Server Infrastructure Required

This lab can be completed if you have access to the server infrastructure in a private lab or if you are at an event such as Cisco Live!

ACI 101: APIC Interfaces

Learning Objectives

After completing this module you will be able to:

  • Identify the main interfaces to the APIC controller
  • Execute basic commands to the APIC controller using the Command Line Interface
  • Execute basic commands to the APIC controller using the Application Program Interface
  • Understand how the Graphic User Interface communicates with the controller

ACI Interfaces

Application Centric Infrastructure (ACI) provides a centralized approach to network fabric operation. All components of the fabric - the spine and leaf switches - as well as network services and certain VM management features can be provisioned and managed solely from the Application Policy Infrastructure Controller (APIC). While operators can connect to individual fabric nodes, one of the key features of ACI is to provide a single access point via the APIC controller for status, provisioning, configuration and troubleshooting, greatly simplifying network management.

There are three primary ways for users to access the APIC controller:

  • Command Line Interface (CLI)
  • Application Program Interface (API)
  • Graphic User Interface (GUI)

Note that while there are three ways to access the APIC, there are actually only two interfaces, the CLI and API. The GUI is actually a separate Web-based application hosted on the APIC which leverages the API to interface with the internal data model housed in the controller. We’ll discuss both the CLI and API this module but focus on the API going forward.


Command Line Interface

Network Engineers have a great deal of experience in using CLI to interact with network equipment. While the commands and features of ACI differ from traditional switch operating systems, such as IOS or NX-OS, the method of interaction is the same.
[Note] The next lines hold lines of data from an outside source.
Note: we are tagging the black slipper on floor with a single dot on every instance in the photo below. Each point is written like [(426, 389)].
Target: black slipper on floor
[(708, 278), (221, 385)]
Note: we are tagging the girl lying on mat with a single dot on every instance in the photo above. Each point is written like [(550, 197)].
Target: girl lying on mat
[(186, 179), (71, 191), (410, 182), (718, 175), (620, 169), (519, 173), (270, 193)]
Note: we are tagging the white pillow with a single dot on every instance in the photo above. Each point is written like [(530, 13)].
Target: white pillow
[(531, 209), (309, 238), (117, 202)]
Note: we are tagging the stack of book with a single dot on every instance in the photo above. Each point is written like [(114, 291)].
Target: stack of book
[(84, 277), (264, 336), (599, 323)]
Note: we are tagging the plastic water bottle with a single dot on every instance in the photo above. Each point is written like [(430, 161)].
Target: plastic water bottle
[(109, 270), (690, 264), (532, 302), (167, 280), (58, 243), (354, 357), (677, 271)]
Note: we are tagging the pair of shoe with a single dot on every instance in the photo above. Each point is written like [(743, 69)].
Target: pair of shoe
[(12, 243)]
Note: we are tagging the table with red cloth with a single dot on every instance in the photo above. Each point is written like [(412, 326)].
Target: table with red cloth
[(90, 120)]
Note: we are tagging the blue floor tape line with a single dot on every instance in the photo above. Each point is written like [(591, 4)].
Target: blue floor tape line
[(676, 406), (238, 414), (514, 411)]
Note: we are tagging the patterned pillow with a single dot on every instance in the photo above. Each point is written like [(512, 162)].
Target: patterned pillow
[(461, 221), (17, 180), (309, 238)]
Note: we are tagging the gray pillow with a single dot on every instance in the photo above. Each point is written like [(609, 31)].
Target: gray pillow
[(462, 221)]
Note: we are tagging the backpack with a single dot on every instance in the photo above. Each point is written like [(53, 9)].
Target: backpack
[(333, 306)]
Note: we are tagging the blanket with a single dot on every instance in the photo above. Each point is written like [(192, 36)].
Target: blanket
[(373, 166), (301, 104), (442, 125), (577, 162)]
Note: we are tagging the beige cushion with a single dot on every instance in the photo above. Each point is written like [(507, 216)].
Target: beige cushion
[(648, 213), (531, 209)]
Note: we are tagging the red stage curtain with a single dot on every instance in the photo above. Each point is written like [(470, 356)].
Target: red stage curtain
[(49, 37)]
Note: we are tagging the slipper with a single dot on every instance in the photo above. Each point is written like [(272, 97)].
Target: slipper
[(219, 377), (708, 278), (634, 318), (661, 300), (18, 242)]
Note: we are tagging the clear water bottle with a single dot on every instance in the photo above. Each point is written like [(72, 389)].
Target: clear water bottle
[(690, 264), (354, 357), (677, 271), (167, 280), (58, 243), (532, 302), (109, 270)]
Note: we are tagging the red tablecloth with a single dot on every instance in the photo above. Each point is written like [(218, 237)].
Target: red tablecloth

To highlight this interface, we will log into the APIC and create a new VRF instance. In ACI, VRF’s are known as ‘Private Networks’ and they are contained within a Tenant. Tenants in ACI define a logically separate space for networks and network administration. Each tenant contains its own networks on a separate Virtual Routing Forwarding instance. At this time we’ll just create an empty VRF inside a tenant to showcase the use of CLI.

NOTE: The CLI interaction discussed in this session applies to ACI versions prior to release 1.2. With ACI release 1.2 and later, a new NX-OS-style CLI is included on the controller. The new CLI allows network engineers to troubleshoot and provision ACI using a familiar and well-understood interface. The following CLI commands are not part of the new NX-OS-Style CLI but may still be used by toggling the APIC back to traditional CLI mode. For releases prior to 1.2, the following commands examples showcase the primary CLI in the APIC.

Open an SSH client, such as Putty, and establish an SSH session with one of the IP addresses in the APIC cluster. Be sure to modify the SSH port if necessary:


Provide the Username and Password for your APIC (e.g. admin/cisco123) and once logged in you will see the command prompt for the APIC:


First, we’ll create a new tenant called ‘ExampleCliTenant’. To do so, we'll navigate to the tenant's directory on the APIC. Once in the folder we'll create this tenant as a new managed object and commit this configuration. We’ll discuss managed objects in more detail in the next module, for now we'll just focus on the interfaces.

cd /aci/tenants
mocreate ExampleCliTenant
moconfig commit


Now that the tenant has been created in the APIC, we will change directories in the APIC to the private-network folder where we'll create a new private network (or VRF). Just as with the tenant, we will create it as a managed object and commit this configuration to the controller.

cd ExampleCliTenant/networking/private-networks/
mocreate myVRF
moconfig commit


We can confirm the tenant has been created using the following:

    show tenant

Issuing this command in the SSH client, we see that we are actually just using the Linux command to view the contents of the Tenants directory in the APIC.


So, we can also very easily confirm that our ‘myVRF’ private-network was created with the following:

    ls /aci/tenants/ExampleCliTenant/networking/private-networks/

Take a look at the file path where this Private Network was created. It is actually a subfolder of our new Tenant. This is expected since the Tenant 'contains' all the components of our network in ACI.